Entrevista:O Estado inteligente

domingo, agosto 12, 2007

DANUZA LEÃO

Os direitos do homem


Evite sofrer; ao menor sinal de que vai começar a tortura, pense em primeiríssimo lugar no que você quer

TODOS TEMOS diariamente, sempre, um monte de compromissos, sejam eles de um trabalho que se ficou de entregar até o final da semana, ao médico marcado, à ginástica. Tirando alguns deles, é preciso aprender, desde cedo, que não somos obrigados a quase nada, e até o filme que tanto queremos ver pode esperar até chegar no clube de vídeo ou passar na TV. Afinal, somos escravos de uma agenda ou pessoas livres?
É difícil ter consciência disso. Até os compromissos que assumimos com nós mesmos são dificílimos de serem cancelados, pois afinal -como aprendemos- compromisso é compromisso.
Exemplo: você se programou para viajar no fim do ano e sair fora do estresse das festas, de ouvir e ter que dizer Feliz Natal 500 vezes, para ficar só numa praia deserta olhando o mar e comendo peixe frito. Tudo bem, é seu direito. Mas lá pelo fim de novembro vai dando uma agonia; e se chover? E se o lugar indicado não for tão sensacional quanto dizem? E se cair em depressão? E o medo de se sentir tão só, mas tão só, que corre o risco de cair em prantos no ombro do primeiro desconhecido que aparecer? Começa a se sentir mal, mas a última coisa que passa pela sua cabeça é mudar os planos e cancelar a viagem, já que assumiu o compromisso de ir. Já pensou que bastaria um telefonema, um só, para resolver o problema?
Outra situação clássica é estar no melhor lugar do mundo, comendo as coisas mais deliciosas, comprando o que queria, e dar uma vontade louca de voltar antes da data prevista; e a coragem?
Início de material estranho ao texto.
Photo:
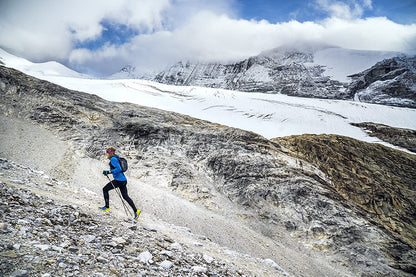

Agora me diga: coragem de quê? Afinal, você é ou não é livre para ir e voltar de onde quiser, na hora em que quiser? Isso não faz parte do seu sagrado direito à sua própria vida? Seja corajosa; afinal, está com medo de quê?
Agora uma coisa mais banal ainda: está fazendo frio, você acordou mais tarde do que de costume e tem ginástica às 4h. Ginástica, para você, é sagrada, pois é uma questão de saúde, de bem-estar, e todos temos a obrigação de nos cuidar; mas naquele dia não está dando, e você começa a sofrer. Sofrer porque não passa por sua cabeça que pode perfeitamente cancelar a ginástica e ficar vendo um filme, mesmo idiota, na televisão.
Afinal, não estamos no exército, e talvez esta tarde passada em casa, com os gatinhos deitados no mesmo sofá com você, te faça mais bem à alma do que um ano de exercícios físicos. À alma, não ao corpo, mas nesse dia faça o que seu coração pedir. E prepare-se para passar um dia muito feliz, pois gazetear uma aula de ginástica é das coisas melhores do mundo.
E aquele jantar que parecia ser tão interessante? Muitos amigos, também gente desconhecida, até já tinha escolhido como ia vestida. Mas lá pelas 5h, 6h da tarde, pensa que só quer uma coisa na vida: ficar em casa sozinha, sem ter que conversar com ninguém, lendo um livro, o que não faz há muito tempo. Mas estão contando com você, que jurou que ia.
Começa o sofrimento entre o compromisso e a vontade: faz o quê? Pois não vá; simplesmente não vá, e talvez nem faça falta. Afinal, sua presença não é assim tão fundamental, e uma dor de coluna é fácil de inventar e não faz mal a ninguém.
E evite sofrer; ao menor sinal de que vai começar a tortura, pense em primeiríssimo lugar no que você quer, e siga o seu coração, sem culpas nem arrependimentos, porque esse é um dos maiores direitos do homem.
E eu vou seguir meus próprios conselhos e já já desmarcar minha ginástica de hoje.